= Andrew Tait (organist) =

Andrew Tait (c. 1710 – June 11, 1778) was a Scottish organist, church musician, and music educator. He also composed the psalm tune "Aberdeen, or St Paul’s".

==Biography==
Andrew Tait was born in Aberdeen, Scotland in c. 1710. He was prominent musical figure in his native city during the 18th century; notably co-founding the Aberdeen Musical Society in 1748. From 1735 to 1775 he was organist at St. Paul's Episcopal Chapel, Aberdeen. Musician Charles Macklean was responsible for Tait's appointment to post of 'Master of the Song School' in Aberdeen in 1740. He led that school until its closure in 1755; teaching classes not only in singing but also in the playing of the spinet, harpsichord, flute, and violin.

With the inventor and printer James Chalmers, he collaborated on A New and Correct Set of Church Tunes (1749, Aberdeen). It was dedicated to the Provost of Aberdeen, the Baillies, and Aberdeen town council, and was the first publication of the music of St.
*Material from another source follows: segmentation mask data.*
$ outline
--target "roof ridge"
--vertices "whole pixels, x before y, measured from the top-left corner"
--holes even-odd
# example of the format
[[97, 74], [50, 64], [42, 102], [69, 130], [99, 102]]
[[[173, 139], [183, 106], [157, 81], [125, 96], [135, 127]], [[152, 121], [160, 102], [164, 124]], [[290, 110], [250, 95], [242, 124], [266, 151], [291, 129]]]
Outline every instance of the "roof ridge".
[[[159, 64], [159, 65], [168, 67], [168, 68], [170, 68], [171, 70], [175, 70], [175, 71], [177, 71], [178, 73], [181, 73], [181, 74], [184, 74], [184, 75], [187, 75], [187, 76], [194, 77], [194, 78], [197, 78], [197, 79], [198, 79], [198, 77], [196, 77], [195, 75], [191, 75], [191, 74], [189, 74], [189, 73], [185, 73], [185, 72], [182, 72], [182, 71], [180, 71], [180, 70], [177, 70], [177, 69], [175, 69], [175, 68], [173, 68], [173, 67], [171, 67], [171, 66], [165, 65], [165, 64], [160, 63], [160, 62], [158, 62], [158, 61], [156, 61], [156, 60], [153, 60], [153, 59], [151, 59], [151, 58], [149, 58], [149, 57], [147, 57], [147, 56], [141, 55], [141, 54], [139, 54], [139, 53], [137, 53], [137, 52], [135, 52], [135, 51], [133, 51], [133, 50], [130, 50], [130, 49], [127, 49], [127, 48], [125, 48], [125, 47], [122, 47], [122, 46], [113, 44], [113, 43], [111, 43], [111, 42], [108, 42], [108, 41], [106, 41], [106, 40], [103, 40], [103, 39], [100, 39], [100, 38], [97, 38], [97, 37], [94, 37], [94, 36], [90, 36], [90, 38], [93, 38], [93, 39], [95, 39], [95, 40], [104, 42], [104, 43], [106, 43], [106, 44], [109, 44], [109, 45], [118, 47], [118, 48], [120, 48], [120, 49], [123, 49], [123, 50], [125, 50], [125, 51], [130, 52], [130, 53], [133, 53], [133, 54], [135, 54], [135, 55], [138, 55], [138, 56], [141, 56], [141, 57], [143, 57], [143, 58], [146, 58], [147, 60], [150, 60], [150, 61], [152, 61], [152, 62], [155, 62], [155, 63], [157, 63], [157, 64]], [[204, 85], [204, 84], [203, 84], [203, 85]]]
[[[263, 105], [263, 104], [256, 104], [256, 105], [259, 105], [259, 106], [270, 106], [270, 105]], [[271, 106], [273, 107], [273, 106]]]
Paul's Episcopal Chapel. Tait also authored a manual on choir training. He composed the psalm tune "Aberdeen, or St Paul’s" which was later published as no. 561 in The English Hymnal (1933). By 1750 he was a frequent guest in the home of the Sir Archibald Grant, 2nd Baronet; serving as the Grant family's musical advisor and often joining them in family concerts. Samuel Johnson praised Tait's skills as an organist during his visit to Scotland in the 1770s.

Tait died in Aberdeen on June 11, 1778. Robert Barber succeeded him as organist at St. Paul's followed by John Ross.